The wave equation is an essential formula used to describe the motion of waves. It takes the form \( y(x, t) = A \sin(kx - \omega t) \), where:

• \( y(x, t) \) is the wave function that describes the displacement at position \( x \) and time \( t \).
• \( A \) is the amplitude, representing the wave's maximum displacement from its rest position.
• \( k \) is the wave number, indicating how many wavelengths fit into a unit distance.
• \( \omega \) is the angular frequency, describing how fast the wave oscillates.

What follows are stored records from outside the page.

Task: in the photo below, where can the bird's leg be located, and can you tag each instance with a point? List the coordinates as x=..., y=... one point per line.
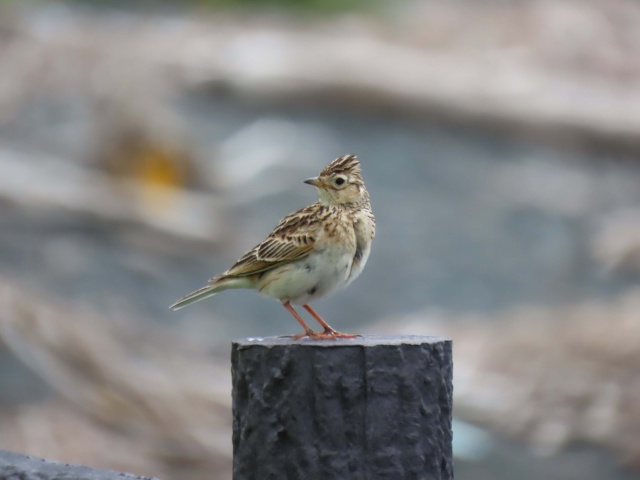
x=308, y=332
x=329, y=333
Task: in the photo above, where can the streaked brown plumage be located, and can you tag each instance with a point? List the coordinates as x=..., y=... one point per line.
x=311, y=252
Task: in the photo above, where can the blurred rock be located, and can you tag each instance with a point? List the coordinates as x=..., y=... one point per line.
x=156, y=405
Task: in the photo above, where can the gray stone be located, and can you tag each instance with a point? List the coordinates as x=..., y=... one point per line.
x=373, y=407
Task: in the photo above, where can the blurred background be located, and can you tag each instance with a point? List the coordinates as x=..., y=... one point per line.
x=144, y=146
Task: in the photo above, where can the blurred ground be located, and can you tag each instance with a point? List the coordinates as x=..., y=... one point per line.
x=142, y=152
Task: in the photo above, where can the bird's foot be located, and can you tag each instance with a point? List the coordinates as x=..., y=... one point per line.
x=327, y=334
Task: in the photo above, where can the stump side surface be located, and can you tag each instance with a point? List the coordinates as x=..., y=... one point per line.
x=367, y=408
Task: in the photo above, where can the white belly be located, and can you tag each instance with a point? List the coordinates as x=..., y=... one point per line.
x=313, y=277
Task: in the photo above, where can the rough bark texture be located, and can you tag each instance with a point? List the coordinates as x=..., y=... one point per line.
x=368, y=408
x=23, y=467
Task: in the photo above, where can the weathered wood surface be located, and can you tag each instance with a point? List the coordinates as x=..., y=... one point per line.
x=18, y=466
x=367, y=408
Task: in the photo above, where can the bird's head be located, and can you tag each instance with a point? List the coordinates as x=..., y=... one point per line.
x=340, y=183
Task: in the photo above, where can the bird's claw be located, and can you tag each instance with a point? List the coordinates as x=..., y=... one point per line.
x=325, y=335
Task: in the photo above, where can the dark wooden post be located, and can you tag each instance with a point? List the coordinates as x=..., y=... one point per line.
x=368, y=408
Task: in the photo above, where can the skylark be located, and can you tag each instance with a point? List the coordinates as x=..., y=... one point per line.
x=312, y=252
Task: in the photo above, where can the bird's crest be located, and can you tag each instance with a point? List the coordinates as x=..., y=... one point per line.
x=346, y=164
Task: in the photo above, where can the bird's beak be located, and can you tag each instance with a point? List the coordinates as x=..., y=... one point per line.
x=315, y=181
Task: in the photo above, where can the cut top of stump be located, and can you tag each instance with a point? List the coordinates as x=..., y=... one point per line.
x=361, y=341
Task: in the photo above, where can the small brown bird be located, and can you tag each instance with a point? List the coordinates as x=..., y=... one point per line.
x=312, y=252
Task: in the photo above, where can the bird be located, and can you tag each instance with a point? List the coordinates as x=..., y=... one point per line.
x=311, y=253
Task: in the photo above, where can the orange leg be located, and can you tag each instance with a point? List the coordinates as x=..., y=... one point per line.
x=329, y=333
x=309, y=333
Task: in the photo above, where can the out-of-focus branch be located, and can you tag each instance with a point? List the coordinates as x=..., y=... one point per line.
x=43, y=182
x=173, y=399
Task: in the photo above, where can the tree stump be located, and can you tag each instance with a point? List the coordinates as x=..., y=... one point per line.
x=374, y=407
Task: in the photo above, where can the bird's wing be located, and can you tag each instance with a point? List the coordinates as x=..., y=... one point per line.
x=293, y=239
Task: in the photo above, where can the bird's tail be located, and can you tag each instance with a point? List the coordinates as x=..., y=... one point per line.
x=218, y=284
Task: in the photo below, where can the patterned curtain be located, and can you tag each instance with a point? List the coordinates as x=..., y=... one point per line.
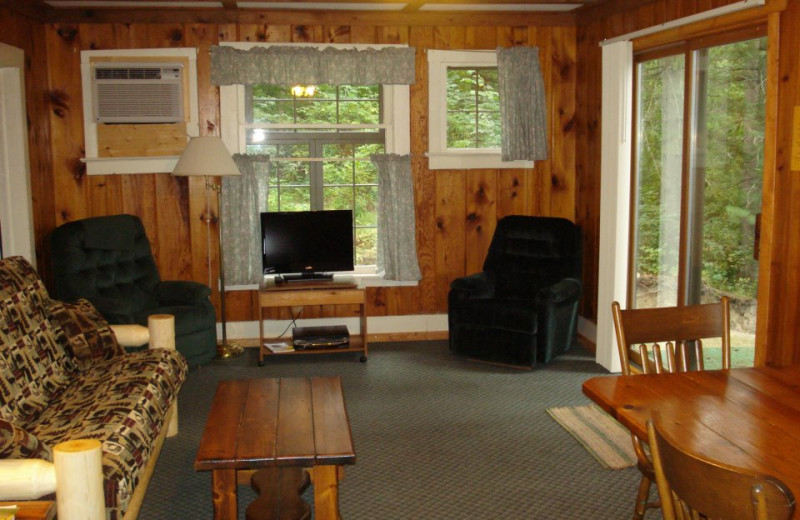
x=287, y=65
x=397, y=244
x=523, y=125
x=242, y=200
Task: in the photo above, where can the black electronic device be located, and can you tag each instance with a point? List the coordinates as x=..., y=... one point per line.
x=307, y=244
x=320, y=337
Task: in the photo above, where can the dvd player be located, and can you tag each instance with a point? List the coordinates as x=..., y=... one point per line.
x=320, y=337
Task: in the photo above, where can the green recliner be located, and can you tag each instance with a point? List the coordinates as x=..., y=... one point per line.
x=108, y=261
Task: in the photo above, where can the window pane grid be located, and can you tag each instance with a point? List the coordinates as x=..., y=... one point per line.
x=321, y=161
x=473, y=110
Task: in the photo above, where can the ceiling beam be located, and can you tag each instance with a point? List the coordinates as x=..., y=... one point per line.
x=309, y=17
x=36, y=9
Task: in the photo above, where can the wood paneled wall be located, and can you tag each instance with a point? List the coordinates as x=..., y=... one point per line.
x=457, y=210
x=778, y=335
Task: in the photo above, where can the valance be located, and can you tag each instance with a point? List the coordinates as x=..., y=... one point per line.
x=288, y=65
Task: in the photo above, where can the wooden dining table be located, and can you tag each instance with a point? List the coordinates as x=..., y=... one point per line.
x=747, y=417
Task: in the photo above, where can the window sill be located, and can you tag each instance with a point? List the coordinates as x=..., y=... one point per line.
x=468, y=160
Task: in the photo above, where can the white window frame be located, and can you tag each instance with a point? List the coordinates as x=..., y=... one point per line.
x=396, y=125
x=440, y=157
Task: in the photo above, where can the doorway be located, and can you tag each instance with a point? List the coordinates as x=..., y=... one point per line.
x=697, y=177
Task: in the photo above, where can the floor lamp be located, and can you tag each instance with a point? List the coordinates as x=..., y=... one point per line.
x=207, y=157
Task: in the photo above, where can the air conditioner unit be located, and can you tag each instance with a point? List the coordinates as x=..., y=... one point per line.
x=138, y=92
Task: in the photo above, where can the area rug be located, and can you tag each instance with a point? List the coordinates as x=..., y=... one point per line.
x=602, y=436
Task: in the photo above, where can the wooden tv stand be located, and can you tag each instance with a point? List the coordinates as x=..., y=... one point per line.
x=312, y=292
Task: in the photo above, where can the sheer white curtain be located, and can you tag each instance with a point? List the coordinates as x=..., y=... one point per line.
x=242, y=200
x=397, y=238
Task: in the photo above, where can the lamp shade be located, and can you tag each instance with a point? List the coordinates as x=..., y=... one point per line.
x=205, y=156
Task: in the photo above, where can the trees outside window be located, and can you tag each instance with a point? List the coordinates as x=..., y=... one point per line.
x=320, y=153
x=697, y=173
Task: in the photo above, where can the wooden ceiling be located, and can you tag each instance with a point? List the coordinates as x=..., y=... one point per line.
x=544, y=11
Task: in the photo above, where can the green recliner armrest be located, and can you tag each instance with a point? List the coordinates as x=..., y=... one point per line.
x=181, y=292
x=566, y=290
x=115, y=310
x=557, y=306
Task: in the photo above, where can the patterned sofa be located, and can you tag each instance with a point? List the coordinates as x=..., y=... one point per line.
x=63, y=376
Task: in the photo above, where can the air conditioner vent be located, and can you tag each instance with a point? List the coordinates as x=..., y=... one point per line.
x=126, y=93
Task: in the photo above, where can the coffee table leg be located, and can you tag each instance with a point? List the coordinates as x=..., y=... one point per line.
x=223, y=493
x=326, y=492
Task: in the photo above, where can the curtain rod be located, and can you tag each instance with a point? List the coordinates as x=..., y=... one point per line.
x=705, y=15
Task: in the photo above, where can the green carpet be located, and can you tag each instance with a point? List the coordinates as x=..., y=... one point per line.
x=436, y=437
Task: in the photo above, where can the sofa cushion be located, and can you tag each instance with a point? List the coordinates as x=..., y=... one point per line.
x=34, y=366
x=121, y=402
x=17, y=443
x=84, y=332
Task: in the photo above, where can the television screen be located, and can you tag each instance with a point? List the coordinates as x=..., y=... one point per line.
x=307, y=242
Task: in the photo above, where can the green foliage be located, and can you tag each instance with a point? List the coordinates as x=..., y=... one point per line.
x=342, y=184
x=726, y=161
x=473, y=108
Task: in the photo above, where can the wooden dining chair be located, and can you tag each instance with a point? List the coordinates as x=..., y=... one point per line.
x=642, y=334
x=692, y=487
x=646, y=336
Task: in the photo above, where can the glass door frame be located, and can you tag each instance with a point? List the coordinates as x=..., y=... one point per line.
x=689, y=243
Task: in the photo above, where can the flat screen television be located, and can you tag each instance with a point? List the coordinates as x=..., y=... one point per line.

Understanding this equation helps differentiate between various parameters that affect a wave's shape and propagation. It provides insights into the behavior of different types of waves, such as sound waves and light waves. The given equation \( y(x, t) = (3.00 \, \text{mm}) \sin \left(\left(4.00 \, \text{m}^{-1}\right) x - \left(7.00 \, \text{s}^{-1}\right) t\right) \) helps us determine key characteristics like amplitude, wave number, and angular frequency.

Angular frequency, denoted as \( \omega \), is a crucial concept when examining wave motion. It is defined as the rate at which the wave oscillates per unit time and is measured in radians per second (\( \text{s}^{-1} \)).

• Angular frequency relates to the wave's speed and its periodic behavior.
• It determines how many oscillations occur in a given time.
• It is linked to the ordinary frequency \( f \) by the relation \( \omega = 2\pi f \).

In our given wave equation, the angular frequency is \( 7.00 \, \text{s}^{-1} \), indicating how quickly the wave cycles through its pattern. A higher angular frequency means that more wave cycles occur in the same duration, resulting in a faster oscillating wave.

The wave number \( k \) represents the number of wave cycles per unit distance and is measured in inverse meters (\( \text{m}^{-1} \)). It provides a spatial understanding of the wave's nature.

• Wave number is linked to the wavelength \( \lambda \) via the formula \( k = \frac{2\pi}{\lambda} \).
• A higher wave number implies a smaller wavelength, meaning the wave oscillates more frequently over a given distance.
• Wave number can help determine how waves propagate through space.

In our problem, the wave number is \( 4.00 \, \text{m}^{-1} \), which helps us comprehend how the wave's spatial properties relate to its speed. With both the wave number and angular frequency, we utilized the formula \( v = \frac{\omega}{k} \) to calculate the wave speed, reflecting the wave's propagation characteristics.